They don’t mention the importance of other stakeholder (employees, customers, suppliers – other than the Starbucks example) but still it is nice to read some support for the principles Deming supported: the corporation seeking to benefit all stakeholders.
I believe the best way to communicate such changes are to explain how they tie into the long term vision of the organization. This requires that such a vision actually exists (which is often not the case). Then all strategies are communicated based on how they support and integrate with that vision. In addition that communication strategy incorporates an understanding about what weaknesses with past practices are addressed by this new strategy. And how this strategy is based upon what we have learned in strategies we have attempted recently.
That is the communication plan shows how using the PDSA improvement cycle has driven the new strategy. This has at least 2 benefits. First it forces management (well ok not quite, it forces them to frame the decision with PDSA but it encourages them to) actually use the PDSA cycle to make decisions which will result in better decisions. Which will also mean, when possible they will have piloted the change on a small scale prior to adopting it widely (avoiding major mistakes and allowing for more rapid experimentation). And secondly it reinforces that everyone should be using PDSA for those changes they are responsible for.

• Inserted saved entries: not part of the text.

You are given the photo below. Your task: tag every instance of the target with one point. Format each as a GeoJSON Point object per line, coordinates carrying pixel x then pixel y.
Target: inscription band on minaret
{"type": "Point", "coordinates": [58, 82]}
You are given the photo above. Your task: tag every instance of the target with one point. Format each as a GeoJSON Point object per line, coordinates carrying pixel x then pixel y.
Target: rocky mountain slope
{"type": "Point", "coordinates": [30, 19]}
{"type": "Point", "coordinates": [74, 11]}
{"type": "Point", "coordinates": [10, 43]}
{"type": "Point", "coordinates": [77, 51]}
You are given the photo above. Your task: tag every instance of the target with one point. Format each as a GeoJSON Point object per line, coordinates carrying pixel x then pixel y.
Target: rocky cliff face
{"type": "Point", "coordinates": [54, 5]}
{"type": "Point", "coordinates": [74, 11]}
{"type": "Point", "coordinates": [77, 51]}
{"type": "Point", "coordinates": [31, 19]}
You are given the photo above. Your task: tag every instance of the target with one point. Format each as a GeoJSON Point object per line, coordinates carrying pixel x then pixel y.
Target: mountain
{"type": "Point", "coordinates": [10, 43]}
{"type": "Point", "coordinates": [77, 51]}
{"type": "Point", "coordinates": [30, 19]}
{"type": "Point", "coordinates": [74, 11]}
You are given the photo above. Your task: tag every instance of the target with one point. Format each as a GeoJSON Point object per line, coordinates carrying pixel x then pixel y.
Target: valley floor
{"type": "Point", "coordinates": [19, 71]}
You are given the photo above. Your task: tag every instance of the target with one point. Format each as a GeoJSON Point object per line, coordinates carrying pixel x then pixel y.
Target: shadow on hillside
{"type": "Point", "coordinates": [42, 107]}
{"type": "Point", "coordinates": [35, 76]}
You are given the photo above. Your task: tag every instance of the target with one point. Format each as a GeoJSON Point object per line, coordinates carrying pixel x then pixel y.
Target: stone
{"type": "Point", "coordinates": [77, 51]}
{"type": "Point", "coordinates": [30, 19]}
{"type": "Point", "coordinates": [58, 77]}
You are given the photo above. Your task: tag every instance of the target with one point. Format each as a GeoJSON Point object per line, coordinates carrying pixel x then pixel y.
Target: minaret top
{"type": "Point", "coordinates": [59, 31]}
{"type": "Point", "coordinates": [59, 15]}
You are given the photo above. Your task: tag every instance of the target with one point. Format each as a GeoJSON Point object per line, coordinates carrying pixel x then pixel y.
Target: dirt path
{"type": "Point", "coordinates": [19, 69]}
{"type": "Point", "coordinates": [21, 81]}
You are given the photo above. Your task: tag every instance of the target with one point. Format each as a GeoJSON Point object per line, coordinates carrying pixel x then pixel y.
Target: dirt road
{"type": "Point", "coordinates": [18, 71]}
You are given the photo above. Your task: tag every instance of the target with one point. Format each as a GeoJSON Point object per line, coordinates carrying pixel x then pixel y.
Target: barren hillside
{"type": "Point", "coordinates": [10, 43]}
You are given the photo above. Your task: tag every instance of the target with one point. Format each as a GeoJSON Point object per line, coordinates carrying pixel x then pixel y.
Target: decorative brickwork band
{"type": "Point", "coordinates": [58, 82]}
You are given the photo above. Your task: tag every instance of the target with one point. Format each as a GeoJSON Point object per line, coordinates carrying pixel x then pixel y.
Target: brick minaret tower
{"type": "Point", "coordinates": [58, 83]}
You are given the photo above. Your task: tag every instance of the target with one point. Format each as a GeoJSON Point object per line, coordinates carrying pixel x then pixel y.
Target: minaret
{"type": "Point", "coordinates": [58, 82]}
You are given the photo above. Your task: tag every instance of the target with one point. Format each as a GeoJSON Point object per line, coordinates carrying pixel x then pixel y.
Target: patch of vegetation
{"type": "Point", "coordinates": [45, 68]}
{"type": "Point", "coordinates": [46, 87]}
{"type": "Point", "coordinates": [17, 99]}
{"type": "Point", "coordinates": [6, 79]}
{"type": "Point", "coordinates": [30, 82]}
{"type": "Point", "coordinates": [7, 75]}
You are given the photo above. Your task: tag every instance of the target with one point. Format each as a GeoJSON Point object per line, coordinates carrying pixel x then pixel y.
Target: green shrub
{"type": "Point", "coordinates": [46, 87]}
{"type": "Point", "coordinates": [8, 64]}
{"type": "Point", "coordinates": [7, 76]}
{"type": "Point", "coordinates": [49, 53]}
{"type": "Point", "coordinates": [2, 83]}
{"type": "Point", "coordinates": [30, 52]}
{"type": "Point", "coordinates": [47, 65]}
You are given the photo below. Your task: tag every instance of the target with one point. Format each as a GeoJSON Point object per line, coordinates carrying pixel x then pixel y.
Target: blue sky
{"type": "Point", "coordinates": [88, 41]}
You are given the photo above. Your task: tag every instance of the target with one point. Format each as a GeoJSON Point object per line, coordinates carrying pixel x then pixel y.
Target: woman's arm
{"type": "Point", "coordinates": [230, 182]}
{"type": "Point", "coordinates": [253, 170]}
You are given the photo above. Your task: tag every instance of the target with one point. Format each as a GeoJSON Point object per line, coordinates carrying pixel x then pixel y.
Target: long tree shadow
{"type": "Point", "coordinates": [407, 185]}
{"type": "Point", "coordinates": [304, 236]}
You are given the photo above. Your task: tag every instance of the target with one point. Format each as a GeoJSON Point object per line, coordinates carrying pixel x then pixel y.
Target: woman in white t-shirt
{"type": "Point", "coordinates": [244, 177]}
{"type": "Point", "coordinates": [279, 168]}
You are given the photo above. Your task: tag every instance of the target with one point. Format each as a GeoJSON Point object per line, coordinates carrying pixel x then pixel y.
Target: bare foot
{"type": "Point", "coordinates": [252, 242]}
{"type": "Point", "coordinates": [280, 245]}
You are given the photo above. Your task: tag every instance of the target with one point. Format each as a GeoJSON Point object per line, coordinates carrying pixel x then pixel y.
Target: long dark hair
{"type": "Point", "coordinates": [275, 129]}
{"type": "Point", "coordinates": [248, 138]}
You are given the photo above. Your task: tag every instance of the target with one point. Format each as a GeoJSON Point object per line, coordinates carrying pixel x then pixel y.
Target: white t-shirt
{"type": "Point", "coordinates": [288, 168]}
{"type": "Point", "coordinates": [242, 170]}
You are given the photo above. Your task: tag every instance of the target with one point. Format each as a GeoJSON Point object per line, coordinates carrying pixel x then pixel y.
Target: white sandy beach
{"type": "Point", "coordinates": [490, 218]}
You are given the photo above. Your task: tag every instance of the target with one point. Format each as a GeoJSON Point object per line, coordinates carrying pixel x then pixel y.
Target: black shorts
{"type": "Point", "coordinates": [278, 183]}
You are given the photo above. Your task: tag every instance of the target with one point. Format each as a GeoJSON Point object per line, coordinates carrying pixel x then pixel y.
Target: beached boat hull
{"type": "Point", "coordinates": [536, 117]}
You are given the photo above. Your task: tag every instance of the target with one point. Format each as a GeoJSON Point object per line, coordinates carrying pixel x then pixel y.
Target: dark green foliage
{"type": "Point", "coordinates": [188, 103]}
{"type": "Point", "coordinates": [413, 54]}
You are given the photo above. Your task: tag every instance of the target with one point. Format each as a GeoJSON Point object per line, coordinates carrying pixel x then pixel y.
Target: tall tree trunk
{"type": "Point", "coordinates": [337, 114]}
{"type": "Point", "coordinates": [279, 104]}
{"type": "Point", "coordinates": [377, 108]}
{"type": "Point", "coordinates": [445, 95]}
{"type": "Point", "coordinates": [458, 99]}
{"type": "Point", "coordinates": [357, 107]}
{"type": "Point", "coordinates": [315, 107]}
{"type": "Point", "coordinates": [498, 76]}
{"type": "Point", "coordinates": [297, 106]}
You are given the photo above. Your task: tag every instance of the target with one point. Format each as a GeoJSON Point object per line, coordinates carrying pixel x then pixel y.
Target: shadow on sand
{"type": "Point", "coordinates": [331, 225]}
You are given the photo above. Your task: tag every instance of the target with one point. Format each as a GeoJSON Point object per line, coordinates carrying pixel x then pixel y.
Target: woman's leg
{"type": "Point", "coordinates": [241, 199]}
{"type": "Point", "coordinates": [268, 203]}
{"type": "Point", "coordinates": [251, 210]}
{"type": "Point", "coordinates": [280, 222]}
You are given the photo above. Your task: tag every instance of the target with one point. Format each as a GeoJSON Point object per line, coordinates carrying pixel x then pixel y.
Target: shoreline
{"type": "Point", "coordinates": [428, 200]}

Most often there is no continuity or rigorous examination of past attempts in communicating change. In such situations I see no reason to be surprised that most people just see random changes by whoever is in charge that just must be survived until the next random change.
Free, Perfect and Now is a great book by a CEO at Marshall Industries that eliminated sales commissions as an integrated strategy to improve the performance of the entire organization. I think it is a great book on this topic.
Maybe I should also say that this isn’t a particularly easy way to communicate change (having to actually examine evidence prior to making decisions, then explain how new strategies support…). But I am not looking for the easiest way to communicate change but the most effective way to continually improve. Communication change is important as a supporting process within the systemic goal of continuous improvement. The easiest communication strategy is not important. The most effective methods for the entire system are. That is sub optimize the ease of communication for the benefit of the whole. If you want an easy communication strategy just send an email that says this is how we will do things from now on.